Python mapping examples.
Includes examples using the standard library multiprocessing
module, and
using Apache Spark.
First, you need to make ready an S3 bucket that has the necessary read
permissions granted to the world, or to the EMR cluster, in order for it to
be able to read the sparkconfig.json
file in the first command below.
When that's set, upload cdl_map.py
, emr-bootstrap.sh
, spark_mapping.py
,
spark_mapping_avro.py
, and sparkconfig.json
to that bucket.
Modify the following example with the name of your S3 bucket and execute it. You will also have to update the Security Group IDs if you're not running this on the DPLA infrastructure.
aws emr create-cluster --applications Name=Spark \
--ec2-attributes '{"KeyName":"general","InstanceProfile":"EMR_EC2_DefaultRole","ServiceAccessSecurityGroup":"sg-07459c7a","SubnetId":"subnet-90afd9ba","EmrManagedSlaveSecurityGroup":"sg-0a459c77","EmrManagedMasterSecurityGroup":"sg-08459c75"}' \
--service-role EMR_DefaultRole --release-label emr-5.1.0 \
--log-uri 's3n://dpla-markb-test/elasticmapreduce/' \
--name 'Mark B Test' \
--instance-groups '[{"InstanceCount": 1, "InstanceGroupType": "MASTER", "InstanceType": "m3.xlarge", "Name":"Master - 1"}, {"InstanceCount": 2, "InstanceGroupType": "CORE", "InstanceType": "m3.xlarge", "Name": "Core - 2"}]' \
--region us-east-1 \
--bootstrap-action Path=s3://dpla-markb-test/emr-bootstrap.sh,Args=[] \
--configurations https://s3.amazonaws.com/dpla-markb-test/sparkconfig.json \
--auto-terminate
As soon as that returns with the ID of the new cluster, you can create a "step" to launch the mapping job.

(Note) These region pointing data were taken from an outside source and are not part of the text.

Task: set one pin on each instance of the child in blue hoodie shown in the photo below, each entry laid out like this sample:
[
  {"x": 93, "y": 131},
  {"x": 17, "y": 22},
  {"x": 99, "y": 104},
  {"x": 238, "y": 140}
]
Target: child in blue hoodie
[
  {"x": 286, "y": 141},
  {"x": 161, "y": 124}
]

To launch spark_mapping.py
:
aws emr add-steps --cluster-id j-14ZJHDYCP2EQT \
--steps Type=spark,Name=TestJob,Args=[--deploy-mode,cluster,--master,yarn,--conf,spark.yarn.submit.waitAppCompletion=true,--py-files,s3a://dpla-markb-test/cdl_map.py,s3a://dpla-markb-test/spark_mapping.py,s3a://dpla-mdpdb/cdl.seq,s3a://dpla-markb-test/cdl-mapped.seq],ActionOnFailure=CONTINUE
To launch spark_mapping_avro.py
:
aws emr add-steps --cluster-id j-2N2II4CDM4KYL \
--steps Type=spark,Name=TestJob,Args=[--deploy-mode,cluster,--master,yarn,--conf,spark.yarn.submit.waitAppCompletion=true,--packages,com.databricks:spark-avro_2.11:3.0.1,--py-files,s3a://dpla-markb-test/cdl_map.py,s3a://dpla-markb-test/spark_mapping_avro.py,-p,8,s3a://dpla-markb-test/cdl_original.avro,s3a://dpla-markb-test/cdl_mapped.avro],ActionOnFailure=TERMINATE_JOB_FLOW
... noting that the number of RDD partitions, given to spark_mapping_avro.py
by the option -p 8
, matches the number of CPU cores that are available based
on the count of "CORE" instances you specified in the create-cluster
command
above. In the examples above, two m3.xlarge instances (with four cores each)
have eight CPUs available, so we partition the RDD eight ways.
When the step is complete, you should have an Avro or SequenceFile folder inside of your bucket with the mapped files.